Operating systems have known how to dynamically balance competing workloads for years.
Networks have recently gotten good at sharing multiple kinds of traffic -- and associated service levels -- over the same pipe using QoS.
And storage arrays (specifically EMC's) have been pretty good at balancing workloads, but I think there's more to do. And it's going to be an interesting topic for the next few years -- at least to the storage guys!
Let's see why ...
Background
Many years ago in a land far, far away, I became acquainted with prioritization in the UNIX operating system. I learned about the "nice" command, and later about pre-emptive scheduling.
The goal was simple: how can you share a single resource between competing workloads, yet make sure that everyone is happy and not create excessive management effort?
In general, the UNIX scheduling algorithm worked pretty well. It would look at CPU, I/O, memory, etc. and try and come up with a fairness algorithm that made everyone happy.
If you needed it to give it a hint, you used the "nice" command. If you needed to give it a stronger hint, you'd use pre-emptive scheduling. And if that didn't work, you'd write a device driver.
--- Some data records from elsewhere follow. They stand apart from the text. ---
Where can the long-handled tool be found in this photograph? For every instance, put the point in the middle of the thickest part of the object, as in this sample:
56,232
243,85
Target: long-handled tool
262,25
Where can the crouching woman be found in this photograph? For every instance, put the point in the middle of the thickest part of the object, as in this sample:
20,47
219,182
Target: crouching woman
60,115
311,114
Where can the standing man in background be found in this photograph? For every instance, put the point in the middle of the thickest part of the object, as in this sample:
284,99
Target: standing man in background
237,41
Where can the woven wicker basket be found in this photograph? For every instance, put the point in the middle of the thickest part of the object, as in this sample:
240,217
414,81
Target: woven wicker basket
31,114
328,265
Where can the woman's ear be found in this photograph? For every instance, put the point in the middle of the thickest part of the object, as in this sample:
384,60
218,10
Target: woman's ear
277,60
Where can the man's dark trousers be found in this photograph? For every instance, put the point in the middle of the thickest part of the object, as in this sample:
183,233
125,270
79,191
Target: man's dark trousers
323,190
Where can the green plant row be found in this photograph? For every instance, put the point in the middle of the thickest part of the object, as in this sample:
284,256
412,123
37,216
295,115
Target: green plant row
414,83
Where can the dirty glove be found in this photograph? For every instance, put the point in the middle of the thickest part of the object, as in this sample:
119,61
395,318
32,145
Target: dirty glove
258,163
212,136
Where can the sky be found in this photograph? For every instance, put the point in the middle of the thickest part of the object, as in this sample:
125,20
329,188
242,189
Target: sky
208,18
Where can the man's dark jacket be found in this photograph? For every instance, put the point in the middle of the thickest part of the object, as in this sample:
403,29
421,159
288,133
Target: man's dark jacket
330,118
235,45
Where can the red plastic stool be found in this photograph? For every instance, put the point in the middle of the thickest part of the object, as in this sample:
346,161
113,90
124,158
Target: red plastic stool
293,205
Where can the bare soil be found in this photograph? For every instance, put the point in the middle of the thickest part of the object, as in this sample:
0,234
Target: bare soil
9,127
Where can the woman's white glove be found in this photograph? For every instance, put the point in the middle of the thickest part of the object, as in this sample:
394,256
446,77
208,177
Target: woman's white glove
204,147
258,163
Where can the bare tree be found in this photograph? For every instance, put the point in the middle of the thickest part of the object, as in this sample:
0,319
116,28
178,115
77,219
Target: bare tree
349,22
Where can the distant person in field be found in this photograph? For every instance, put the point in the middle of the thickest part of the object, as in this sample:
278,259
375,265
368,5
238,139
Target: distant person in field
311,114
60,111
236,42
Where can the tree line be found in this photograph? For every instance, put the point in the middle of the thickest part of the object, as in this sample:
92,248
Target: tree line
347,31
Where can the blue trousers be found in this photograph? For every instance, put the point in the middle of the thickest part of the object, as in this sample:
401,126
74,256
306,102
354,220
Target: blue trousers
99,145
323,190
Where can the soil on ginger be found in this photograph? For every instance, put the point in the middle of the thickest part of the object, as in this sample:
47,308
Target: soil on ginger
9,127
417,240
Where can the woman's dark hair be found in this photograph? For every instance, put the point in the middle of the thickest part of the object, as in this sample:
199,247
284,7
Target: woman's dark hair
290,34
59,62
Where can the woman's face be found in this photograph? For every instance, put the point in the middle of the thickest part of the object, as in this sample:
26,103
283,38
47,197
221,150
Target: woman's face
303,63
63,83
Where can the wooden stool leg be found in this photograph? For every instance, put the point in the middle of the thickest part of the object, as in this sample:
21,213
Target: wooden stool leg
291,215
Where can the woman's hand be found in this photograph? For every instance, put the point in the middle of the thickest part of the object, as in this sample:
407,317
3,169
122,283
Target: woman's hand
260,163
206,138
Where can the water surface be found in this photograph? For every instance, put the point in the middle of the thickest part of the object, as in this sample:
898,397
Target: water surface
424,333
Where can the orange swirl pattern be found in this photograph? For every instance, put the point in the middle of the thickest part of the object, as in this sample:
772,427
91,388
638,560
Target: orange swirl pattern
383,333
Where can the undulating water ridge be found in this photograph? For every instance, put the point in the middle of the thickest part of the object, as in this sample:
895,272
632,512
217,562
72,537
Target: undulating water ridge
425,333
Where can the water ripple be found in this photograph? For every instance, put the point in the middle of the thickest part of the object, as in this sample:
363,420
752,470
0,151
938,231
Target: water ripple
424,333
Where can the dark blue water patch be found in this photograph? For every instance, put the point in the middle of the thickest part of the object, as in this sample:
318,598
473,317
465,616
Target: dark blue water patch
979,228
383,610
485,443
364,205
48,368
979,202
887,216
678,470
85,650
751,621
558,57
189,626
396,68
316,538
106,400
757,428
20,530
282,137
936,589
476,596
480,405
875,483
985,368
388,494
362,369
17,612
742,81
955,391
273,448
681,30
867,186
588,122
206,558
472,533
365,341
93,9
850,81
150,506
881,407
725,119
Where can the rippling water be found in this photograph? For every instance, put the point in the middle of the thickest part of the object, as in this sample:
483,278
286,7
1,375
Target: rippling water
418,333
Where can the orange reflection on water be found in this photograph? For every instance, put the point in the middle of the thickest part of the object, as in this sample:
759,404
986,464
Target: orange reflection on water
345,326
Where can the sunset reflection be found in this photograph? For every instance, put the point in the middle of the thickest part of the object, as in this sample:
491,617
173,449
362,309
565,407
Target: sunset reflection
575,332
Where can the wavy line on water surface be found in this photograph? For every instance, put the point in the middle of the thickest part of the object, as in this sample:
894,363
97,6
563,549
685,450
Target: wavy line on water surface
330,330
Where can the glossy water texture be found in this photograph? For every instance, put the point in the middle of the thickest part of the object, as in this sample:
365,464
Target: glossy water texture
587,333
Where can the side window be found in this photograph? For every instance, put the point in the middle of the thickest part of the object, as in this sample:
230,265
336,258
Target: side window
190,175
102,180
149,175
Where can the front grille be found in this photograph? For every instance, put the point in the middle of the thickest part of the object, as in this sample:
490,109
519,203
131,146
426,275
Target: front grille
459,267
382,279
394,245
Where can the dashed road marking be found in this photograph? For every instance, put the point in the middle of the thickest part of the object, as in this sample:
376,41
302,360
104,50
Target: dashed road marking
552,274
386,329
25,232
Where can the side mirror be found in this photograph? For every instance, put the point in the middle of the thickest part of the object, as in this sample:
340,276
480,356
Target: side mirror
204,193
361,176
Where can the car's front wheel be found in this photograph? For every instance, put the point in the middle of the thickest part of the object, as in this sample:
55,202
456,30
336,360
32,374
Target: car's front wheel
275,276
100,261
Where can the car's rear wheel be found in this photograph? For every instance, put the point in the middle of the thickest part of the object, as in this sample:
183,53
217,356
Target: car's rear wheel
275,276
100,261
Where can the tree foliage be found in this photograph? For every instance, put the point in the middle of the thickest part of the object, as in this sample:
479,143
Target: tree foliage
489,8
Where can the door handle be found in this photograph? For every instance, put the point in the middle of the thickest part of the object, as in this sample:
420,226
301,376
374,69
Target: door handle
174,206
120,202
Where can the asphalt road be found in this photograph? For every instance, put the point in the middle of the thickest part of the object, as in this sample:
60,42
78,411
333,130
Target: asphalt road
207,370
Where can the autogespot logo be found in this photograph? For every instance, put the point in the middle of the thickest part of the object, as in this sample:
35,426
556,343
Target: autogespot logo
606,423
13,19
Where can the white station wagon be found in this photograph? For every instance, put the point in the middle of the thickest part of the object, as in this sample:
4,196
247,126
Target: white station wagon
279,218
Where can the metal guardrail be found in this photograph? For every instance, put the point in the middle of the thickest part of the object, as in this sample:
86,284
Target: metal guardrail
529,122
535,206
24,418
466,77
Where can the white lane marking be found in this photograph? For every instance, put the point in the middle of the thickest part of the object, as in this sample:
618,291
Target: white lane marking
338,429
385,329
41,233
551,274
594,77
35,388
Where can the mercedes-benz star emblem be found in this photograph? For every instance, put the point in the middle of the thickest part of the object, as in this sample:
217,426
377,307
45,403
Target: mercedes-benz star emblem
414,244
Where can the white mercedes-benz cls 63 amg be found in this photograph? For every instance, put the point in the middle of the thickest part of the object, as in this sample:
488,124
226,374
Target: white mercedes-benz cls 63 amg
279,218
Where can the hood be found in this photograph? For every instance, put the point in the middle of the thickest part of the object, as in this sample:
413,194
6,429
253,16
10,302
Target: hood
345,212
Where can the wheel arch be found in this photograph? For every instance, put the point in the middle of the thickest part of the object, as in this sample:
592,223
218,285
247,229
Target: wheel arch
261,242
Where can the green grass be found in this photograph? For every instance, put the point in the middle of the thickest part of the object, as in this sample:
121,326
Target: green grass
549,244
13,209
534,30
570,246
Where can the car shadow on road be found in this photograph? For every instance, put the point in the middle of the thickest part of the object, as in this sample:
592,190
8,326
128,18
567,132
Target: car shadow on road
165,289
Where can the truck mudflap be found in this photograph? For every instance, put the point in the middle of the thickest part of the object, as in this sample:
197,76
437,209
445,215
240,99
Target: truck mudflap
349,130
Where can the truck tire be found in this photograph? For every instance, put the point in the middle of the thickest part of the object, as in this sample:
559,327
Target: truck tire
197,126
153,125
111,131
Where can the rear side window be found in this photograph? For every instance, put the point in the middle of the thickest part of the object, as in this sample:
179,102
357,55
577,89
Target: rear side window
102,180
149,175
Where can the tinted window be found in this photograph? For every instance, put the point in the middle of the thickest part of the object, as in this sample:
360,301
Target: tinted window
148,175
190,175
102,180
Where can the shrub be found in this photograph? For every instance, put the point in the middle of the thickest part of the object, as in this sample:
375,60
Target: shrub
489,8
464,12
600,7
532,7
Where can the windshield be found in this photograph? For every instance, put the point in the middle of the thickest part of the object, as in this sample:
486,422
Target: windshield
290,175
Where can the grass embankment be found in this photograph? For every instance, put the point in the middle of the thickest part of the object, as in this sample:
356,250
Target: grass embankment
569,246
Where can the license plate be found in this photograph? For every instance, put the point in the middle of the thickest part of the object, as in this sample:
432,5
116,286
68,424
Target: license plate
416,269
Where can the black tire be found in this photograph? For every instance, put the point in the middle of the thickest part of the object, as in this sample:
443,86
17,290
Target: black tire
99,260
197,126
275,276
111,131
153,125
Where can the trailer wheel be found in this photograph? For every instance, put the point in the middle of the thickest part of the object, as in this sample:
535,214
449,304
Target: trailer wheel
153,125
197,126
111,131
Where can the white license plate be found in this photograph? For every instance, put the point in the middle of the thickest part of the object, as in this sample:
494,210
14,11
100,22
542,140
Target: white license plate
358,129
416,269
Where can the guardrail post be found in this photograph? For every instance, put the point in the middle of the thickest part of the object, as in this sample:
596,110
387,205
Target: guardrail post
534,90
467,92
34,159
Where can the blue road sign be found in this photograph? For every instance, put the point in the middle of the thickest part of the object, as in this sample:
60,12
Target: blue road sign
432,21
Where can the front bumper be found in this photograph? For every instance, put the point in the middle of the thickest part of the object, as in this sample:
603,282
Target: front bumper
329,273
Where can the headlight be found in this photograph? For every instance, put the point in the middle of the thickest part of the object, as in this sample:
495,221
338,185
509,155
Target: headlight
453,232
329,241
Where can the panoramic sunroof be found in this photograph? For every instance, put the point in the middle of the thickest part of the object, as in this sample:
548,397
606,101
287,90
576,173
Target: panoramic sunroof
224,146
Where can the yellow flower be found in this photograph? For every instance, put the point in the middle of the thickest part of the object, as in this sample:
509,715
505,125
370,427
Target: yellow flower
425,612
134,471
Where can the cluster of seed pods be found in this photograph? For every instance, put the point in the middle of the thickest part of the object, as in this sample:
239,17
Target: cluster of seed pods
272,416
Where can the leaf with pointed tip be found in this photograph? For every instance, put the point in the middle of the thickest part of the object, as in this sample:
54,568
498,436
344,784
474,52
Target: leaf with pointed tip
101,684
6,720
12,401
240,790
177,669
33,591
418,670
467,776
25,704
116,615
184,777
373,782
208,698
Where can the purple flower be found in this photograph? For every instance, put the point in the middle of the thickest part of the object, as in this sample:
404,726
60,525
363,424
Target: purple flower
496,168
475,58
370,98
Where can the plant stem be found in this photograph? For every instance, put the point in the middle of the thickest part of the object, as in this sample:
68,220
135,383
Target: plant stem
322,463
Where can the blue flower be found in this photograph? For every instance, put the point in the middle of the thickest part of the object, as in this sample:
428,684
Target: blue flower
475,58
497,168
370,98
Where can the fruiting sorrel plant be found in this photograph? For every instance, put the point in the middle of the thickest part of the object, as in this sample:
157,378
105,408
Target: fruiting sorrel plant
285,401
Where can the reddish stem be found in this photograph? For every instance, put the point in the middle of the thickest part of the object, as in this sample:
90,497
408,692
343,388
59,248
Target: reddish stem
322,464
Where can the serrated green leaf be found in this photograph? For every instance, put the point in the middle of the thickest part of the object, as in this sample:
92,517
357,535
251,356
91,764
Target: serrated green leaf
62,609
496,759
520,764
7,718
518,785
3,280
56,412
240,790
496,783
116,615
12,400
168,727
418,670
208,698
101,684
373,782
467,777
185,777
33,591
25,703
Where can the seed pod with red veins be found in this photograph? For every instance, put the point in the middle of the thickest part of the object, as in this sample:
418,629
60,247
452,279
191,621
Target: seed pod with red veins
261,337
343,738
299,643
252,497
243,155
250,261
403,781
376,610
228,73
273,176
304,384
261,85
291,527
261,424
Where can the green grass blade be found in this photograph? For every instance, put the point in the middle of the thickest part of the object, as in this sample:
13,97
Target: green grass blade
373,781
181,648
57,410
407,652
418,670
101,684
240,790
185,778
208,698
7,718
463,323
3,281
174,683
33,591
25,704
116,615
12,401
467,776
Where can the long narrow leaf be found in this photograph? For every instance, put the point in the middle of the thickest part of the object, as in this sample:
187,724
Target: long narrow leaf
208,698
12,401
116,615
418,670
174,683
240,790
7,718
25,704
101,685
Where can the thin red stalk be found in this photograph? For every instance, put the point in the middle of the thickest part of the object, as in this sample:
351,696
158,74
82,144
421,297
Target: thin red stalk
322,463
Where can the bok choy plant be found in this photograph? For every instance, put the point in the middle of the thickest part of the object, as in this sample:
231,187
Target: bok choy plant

Get too carried away "optimizing" the environment, and you'd spend all day at the console watching screens, typing commands, and taking phone calls from irate users who wanted to know why you were screwing around with the server.
Eventually, I learned to do the least amount possible to get the greatest result, and let the algorithms do what they were good at.
I was a slow learner, though ...
Many of you know I've worked closely with Symmetrix products for many years. And I was always impressed by the algorithms and the intelligence it used to balance competing priorities for cache, processor and I/O bandwidth to keep everyone happy with a minimum of fuss. Same sort of concepts are in CLARiiON, Celerra, etc. but the real heavy lifting is on a Symm.
Compared to the algorithms I knew from UNIX-land, this was a whole new ballgame. The engineers who did this work blew me away with the depth of sophistication and practicality around what they had done.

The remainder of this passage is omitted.